Aind <- rbind( t(matrix(rep(c(4,2,5,8,10),nrow(df)),5,nrow(df))),
               t(matrix(rep(c(4,3,6,8, 9),nrow(df)),5,nrow(df))),
               t(matrix(rep(c(4,4,7,9,10),nrow(df)),5,nrow(df)))  )

bvec <- rep(0,3*nrow(df))

qp <- solve.QP.compact( Dmat = t(M)%*%M,
                        dvec = t(M) %*% df$var.d,
                        Amat = t(A),
                        Aind = t(Aind),
                        bvec = bvec,
                        meq=0,
                        factorized=FALSE)

d_approx <- function(abc,x)
{
  x[1] + x[2]*abc[1]^2 + x[3]*abc[2]^2 + x[4]*abc[3]^2 + x[5]*abc[1] + x[6]*abc[2] + x[7]*abc[3] + x[8]*abc[1]*abc[2] + x[9]*abc[2]*abc[3] + x[10]*abc[3]*abc[1]
}

If "x" is the vector of coefficients we are looking for, the approximation of "d" can be written as

d_approx = x[1] + x[2]*a^2 + x[3]*b^2 + x[4]*c^2 + x[5]*a + x[6]*b + x[7]*c + x[8]*ab + x[9]*bc + x[10]*ca.

Let M be the matrix with columns 1,a^2,b^2,c^2,a,b,c,a*b,b*c,c*a . Then M %*% d is the above approximation of "d", so

t(x) %*% t(M) %*% M %*% x - 2*t(d) %*% M %*% x + t(d)%*%d

is the squared error sum. The function "solve.QP.compact" from the "quadprog" package can calculate the vector "x" that minimizes this squared error sum under additional linear constraints, written in the form A %*% x >= 0 . The partial derivative of d_approx with respect to "a" is linear in "x": 2*x[2]*a + x[5] + x[8]*b + x[10]*c . Hence the claim that this partial derivetive be positive is a feasible contraint, and similar for the other partial derivatives.

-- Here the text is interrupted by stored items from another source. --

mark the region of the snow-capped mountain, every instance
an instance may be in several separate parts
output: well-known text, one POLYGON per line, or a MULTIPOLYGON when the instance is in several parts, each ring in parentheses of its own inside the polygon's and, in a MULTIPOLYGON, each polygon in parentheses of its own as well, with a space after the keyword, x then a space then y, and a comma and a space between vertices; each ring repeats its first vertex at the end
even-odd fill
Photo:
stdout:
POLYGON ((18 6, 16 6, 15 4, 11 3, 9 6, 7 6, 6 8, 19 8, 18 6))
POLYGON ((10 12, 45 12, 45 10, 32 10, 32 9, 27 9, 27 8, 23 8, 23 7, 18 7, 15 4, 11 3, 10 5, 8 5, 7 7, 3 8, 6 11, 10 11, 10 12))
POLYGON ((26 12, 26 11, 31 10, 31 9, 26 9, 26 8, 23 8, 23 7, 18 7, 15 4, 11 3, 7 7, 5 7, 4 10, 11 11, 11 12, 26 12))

"solve.QP.compact" calculates the constraint solution as well as the unconstrained solution. The latter agrees with the result of "lp":

> qp
$solution
 [1]  2.169440e+00  1.364438e-04 -2.515349e-17 -7.111370e-18 -4.630430e-02
 [6] -3.800905e-02  8.417128e-16  1.792880e-03 -2.071742e-17 -1.688799e-17

$value
[1] -9.797515

$unconstrained.solution
 [1]  8.9121756902  0.0009357732  0.0072692251 -0.0037239683 -0.2392086131
 [6] -0.5145628191  0.6099481094  0.0099390059 -0.0123152238 -0.0133647655

$iterations
[1] 8 0

$Lagrangian
 [1] 0.87345970 0.00000000 0.00000000 0.00000000 0.00000000 0.00000000
 [7] 0.00000000 0.00000000 0.00000000 0.00000000 0.00000000 0.00000000
[13] 0.00000000 0.00000000 0.00000000 0.51565123 0.00000000 0.26065656
[19] 0.00000000 0.00000000 0.00000000 0.00000000 0.00000000 0.00000000
[25] 0.00000000 0.00000000 0.00000000 0.00000000 0.00000000 0.00000000
[31] 0.30858510 0.00000000 0.00000000 0.00000000 0.00000000 0.00000000
[37] 0.00000000 0.18092816 0.01762177 0.00000000 0.00000000 0.00000000
[43] 0.00000000 0.00000000 0.34055654

$iact
[1] 39 45 16 38 31  1 18

> 

Let's see if the constraints are violated:

> d_test_approx <- d_approx(df.test[,1:3],qp$solution)

> n1 <- which(diff(df.test[,1])>0 & diff(df.test[,2])==0 & diff(df.test[,3])==0)

> which( d_test_approx[n1+1,] - d_test_approx[n1,] < 0 )
integer(0)

> n2 <- which(diff(df.test[,1])==0 & diff(df.test[,2])>0 & diff(df.test[,3])==0)

> which( d_test_approx[n2+1,] - d_test_approx[n2,] > 0 )
integer(0)

> n3 <- which(diff(df.test[,1])==0 & diff(df.test[,2])==0 & diff(df.test[,3])>0)

> which( d_test_approx[n3+1,] - d_test_approx[n3,] > 0 )
integer(0)
> 

I'm almost sure that my formulas are full of miscalculations, but the idea to use quadratic programming is perhaps worth trying.